- Relator(a)
- Ministra Regina Helena Costa
- Órgão julgador
- Primeira Seção
- Data do julgamento
- 11/03/2026
- Data de publicação
- 16/03/2026
STJ – Acórdão, Rel. Ministra Regina Helena Costa, Primeira Seção, j. 11/03/2026, p. 16/03/2026
PROCESSUAL CIVIL E ADMINISTRATIVO. ANISTIA POLÍTICA. AGRAVO INTERNO NO MANDADO DE SEGURANÇA. PORTARIA DE ANULAÇÃO DE ANISTIA. TEMA N. 839/STF E ADPF N. 777/DF. PRINCÍPIOS DA DIGNIDADE DA PESSOA HUMANA E DA PROTEÇÃO AO IDOSO NÃO VIOLADOS. ARGUMENTOS INSUFICIENTES PARA DESCONSTITUIR A DECISÃO ATACADA. APLICAÇÃO DE MULTA. ART. 1.021, § 4º, DO CÓDIGO DE PROCESSO CIVIL DE 2015. DESCABIMENTO. I - Agravo Interno interposto contra decisão que denegou Mandado de Segurança, fundamentada na legalidade da revogação da concessão da anistia política, na rejeição da nulidade da cassação da anistia em razão do transcurso do tempo ou da condição etária do beneficiário, conforme o Tema n. 839/RG, e na manutenção da portaria impugnada, que não foi objeto de análise na ADPF n. 777/DF . II - A concessão da anistia prevista em portarias editadas na década de 1960 naturalmente contempla pessoas idosas atualmente, não se podendo afirmar que o STF tenha desconsiderado esse fator ao fixar a tese do Tema n. 839/RG. III - A Primeira Seção do STJ, em conformidade com o Tema n. 839/RG, rejeitou a nulidade da cassação da anistia em razão do transcurso do tempo, afastando a possibilidade de estabilização das concessões.
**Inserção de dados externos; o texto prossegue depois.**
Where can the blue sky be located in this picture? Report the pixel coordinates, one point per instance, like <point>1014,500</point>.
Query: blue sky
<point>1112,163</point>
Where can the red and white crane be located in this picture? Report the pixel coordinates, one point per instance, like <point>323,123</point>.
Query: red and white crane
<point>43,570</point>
IV - A portaria impugnada neste mandado de segurança não foi objeto de análise no pedido de declaração de inconstitucionalidade na ADPF n. 777/DF, razão pela qual não consta entre os atos efetivamente invalidados. V - Não apresentação de argumentos suficientes para desconstituir a decisão recorrida. VI - Em regra, descabe a imposição da multa, prevista no art. 1.021, § 4º, do Código de Processo Civil de 2015, em razão do mero improvimento do Agravo Interno em votação unânime, sendo necessária a configuração da manifesta inadmissibilidade ou improcedência do recurso a autorizar sua aplicação, o que não ocorreu no caso. VII - Agravo Interno improvido. (AgInt no MS n. 30.812/DF, relatora Ministra Regina Helena Costa, Primeira Seção, julgado em 11/3/2026, DJEN de 16/3/2026.)